Salade Niçoise on Belgian endive

I picked up these beautiful little quail eggs at Fubonn. I was thinking of what little appie I could bring over to Carolyn’s house that wasn’t crackers and dip (she was making Amy Sedaris’ Lil’ Smoky Cheese Ball) or something that would require heating in situ, so I thought about mini deviled eggs (excellent idea, but way too cumbersome) or a little salad of some type served on endive leaves. I know, 1989 called and wants its hors doeuvres back. Fucking sue me. Greta had given me some gorgeous albacore that she canned, and I had some lemons and olives, so this seemed like a no-brainer. And after all the holiday stodge, a crisp, citrusy salad sounded perfect.

This is the difference between starting your photography at 3:00 and finishing at 3:30. Night and day, innit? It gets dark early, and all of the shots of the salads in natural light were migraine-inducing blurry (I really should get in the habit of using my tripod, but like I need one more thing in my kitchen), so I had to resort to my new lights (thank you, darling husband!).

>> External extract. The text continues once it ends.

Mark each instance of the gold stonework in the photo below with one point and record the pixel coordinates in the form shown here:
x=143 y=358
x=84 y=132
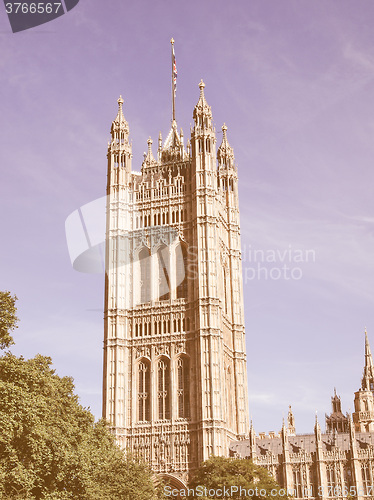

Unfortunately, I broke the reflector umbrella when opening it so I’ve been directing the eye-piercing lamp directly at the food to simulate daylight, but it’s just harsh and red and obvious, even after shopping the fuck out of it. Look at the size of those shadows. Okay, stop looking.


I blanched and slivered haricots verts, cut a brunoise of olives and home-made pickles (sharp as cornichons, they are, but from full-size Persian cukes), and finely diced a boiled red potato. I added these, with minced shallot and parsley, to the flaked albacore. I loaded the whole mix up with lemon zest, and a vinaigrette of olive oil, red wine vinegar, lemon juice, Dijon mustard, anchovies and S&P. I added extra luxuriant crunches of Maldon over the top for flourish.

I forked a little of the mixture onto each endive leaf and then topped with a little softboiled quail egg. I wasn’t trying to be stingy, it was just such an extreme pain in my ass to peel each of these wee eggs and I was in a hurry (and the whole thing was getting to be waaaay too precious), so I opted to quarter the eggs instead of serving halves. This ended up being the perfect amount of egg anyway.

Tomorrow night I’m making tiny Scotch eggs and Boddington’s-battered halibut fish and chips (fagging pub grub up a little more with sweet potato fries and a savoy slaw with a creamy lemon vinaigrette).